Œconomie territoriale
AUTHOR(S) — Lucile Ado (FR), Architect-urbanist; Perrine Frick (LI), Landscape architect, urbanist; Alessandro Benacchio (IT), Architect
TOULOUSE (FR) — WINNER
CONTRIBUTOR(S) — Rocco Aziz Marafatto (IT), Architect CONTACT — Bordeaux (FR), T. +33 677784313 lucile.ado@gmail.com, www.platform-archi.com
TEAM POINT OF VIEW — Our project sets up a crossed approach between urban design and planning, proposing tools for both. We looked at Toulouse metropolitan gate as a door opened to a wide and fertile landscape, looking forward to understand its ability to improve the current condition of this buffer zone. In this particular case, it is not properly a suburban area. Here in Toulouse, urban, commercial, industrial, agricultural and natural spots occur without creating a new urban condition. They CO-exist. Deeply enhanced inside this specific territory, the project aims at raising punctual strengths rather than applying a brand-new layer. Productiveness is seen as a resilient capacity to reduce, reuse, recycle, upgrade and reveal everything that is already there.
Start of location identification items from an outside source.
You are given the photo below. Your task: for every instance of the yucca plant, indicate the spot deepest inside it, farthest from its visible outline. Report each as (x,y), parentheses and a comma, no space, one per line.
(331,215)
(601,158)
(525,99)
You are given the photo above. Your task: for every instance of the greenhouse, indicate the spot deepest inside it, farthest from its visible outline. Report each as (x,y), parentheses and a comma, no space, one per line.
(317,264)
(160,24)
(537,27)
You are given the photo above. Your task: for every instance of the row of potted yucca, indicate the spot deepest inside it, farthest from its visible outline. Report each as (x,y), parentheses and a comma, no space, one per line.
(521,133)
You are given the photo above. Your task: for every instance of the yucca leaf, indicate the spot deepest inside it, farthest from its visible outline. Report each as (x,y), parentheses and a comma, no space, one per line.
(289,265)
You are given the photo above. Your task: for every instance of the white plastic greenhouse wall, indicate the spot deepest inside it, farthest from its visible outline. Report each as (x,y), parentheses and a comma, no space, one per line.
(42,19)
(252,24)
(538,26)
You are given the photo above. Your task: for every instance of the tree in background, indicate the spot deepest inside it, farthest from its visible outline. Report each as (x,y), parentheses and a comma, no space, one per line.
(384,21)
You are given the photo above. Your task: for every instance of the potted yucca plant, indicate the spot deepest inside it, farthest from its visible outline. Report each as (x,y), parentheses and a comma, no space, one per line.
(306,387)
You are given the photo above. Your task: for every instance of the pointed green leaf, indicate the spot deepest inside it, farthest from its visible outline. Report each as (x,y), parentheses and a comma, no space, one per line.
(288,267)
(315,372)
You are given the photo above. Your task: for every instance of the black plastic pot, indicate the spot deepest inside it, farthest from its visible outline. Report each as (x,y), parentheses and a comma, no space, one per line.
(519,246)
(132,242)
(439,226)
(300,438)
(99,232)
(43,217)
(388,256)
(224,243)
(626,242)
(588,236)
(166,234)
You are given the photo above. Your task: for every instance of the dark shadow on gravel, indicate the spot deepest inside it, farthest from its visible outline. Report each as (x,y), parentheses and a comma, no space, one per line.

JURY POINT OF VIEW — This proposal is on the scale of both the larger countryside and metropolitan area. It supplies a flexible framework for interventions on a complex site fractured by 20th century infrastructures and commercial zones. The strategy of concentrating interventions around major hubs to preserve and enrich a grid of open spaces and agricultural areas reformulates the idea of productive landscape and responds to the risks of urban sprawl. The themes proposed by the team provide a general framework for engaging in dialogue with the territorial actors by opening up several possibilities of intervention along different timescales.
AUTHOR(S) — Antin Amiot (FR), Landscape architect; Geoffrey Clamour (FR), Julien Romane (FR), Architects CONTRIBUTOR(S) — Elise Triacca (FR), Architect Thierry Maeder (CH), Geographer CONTACT — Collectif Les Marneurs, Paris (FR) T. +33 616107755 contact@lesmarneurs.fr www.lesmarneurs.fr
TEAM POINT OF VIEW — The project’s strategy proposes a rethinking of the Balma-Gramont area of activity, exploring how resources can generate a productive and sustainable urbanism that are inscribed in the identity and geography of Toulouse and Lauragais. Based on the main requirements of the operation of the area of activity at differing scales, the project seeks to make resource and waste management the focus of a collective management strategy. The “Re-Source” strategy, which is part of a spatial project that uses a mesh of “added values”, connects the major geographical entities of the landscape of the Hers Valley with the landscape of the zone of activity and the landscape of the plain of Lauragais. The strategy establishes a dialogue between the different actors, which drives the preservation and production of local resources.
The Anthill
AUTHOR(S) — Arnaud Jouanchicot (FR), Hélène Grosdidier (FR), Architects
TOULOUSE (FR) — SPECIAL MENTION
CONTACT — Le Pouliguen (FR) alloheno@gmail.com, www.studioheno.com
TEAM POINT OF VIEW — The anthill suggests, through a fictional narrative inspired by La Fontaine French storyteller, an hybridization strategy for the Gramont commercial area. Some collaborative ants, mimicking the future residents and workers, invade the area to help the cicadas, representing the current retailers and shopkeepers. Benefiting from the strong attractivity of national companies, deeply settled on the site, and associating them with local and smaller activities, we are setting the stage for new inhabitants to create an “urbanized” district, always engaged in evolutionary process through local people efforts. The area is turning from a monofunctional place of trading goods and services, into a diverse and complementary way of living and working, negotiating step by step with current situations and involved actors.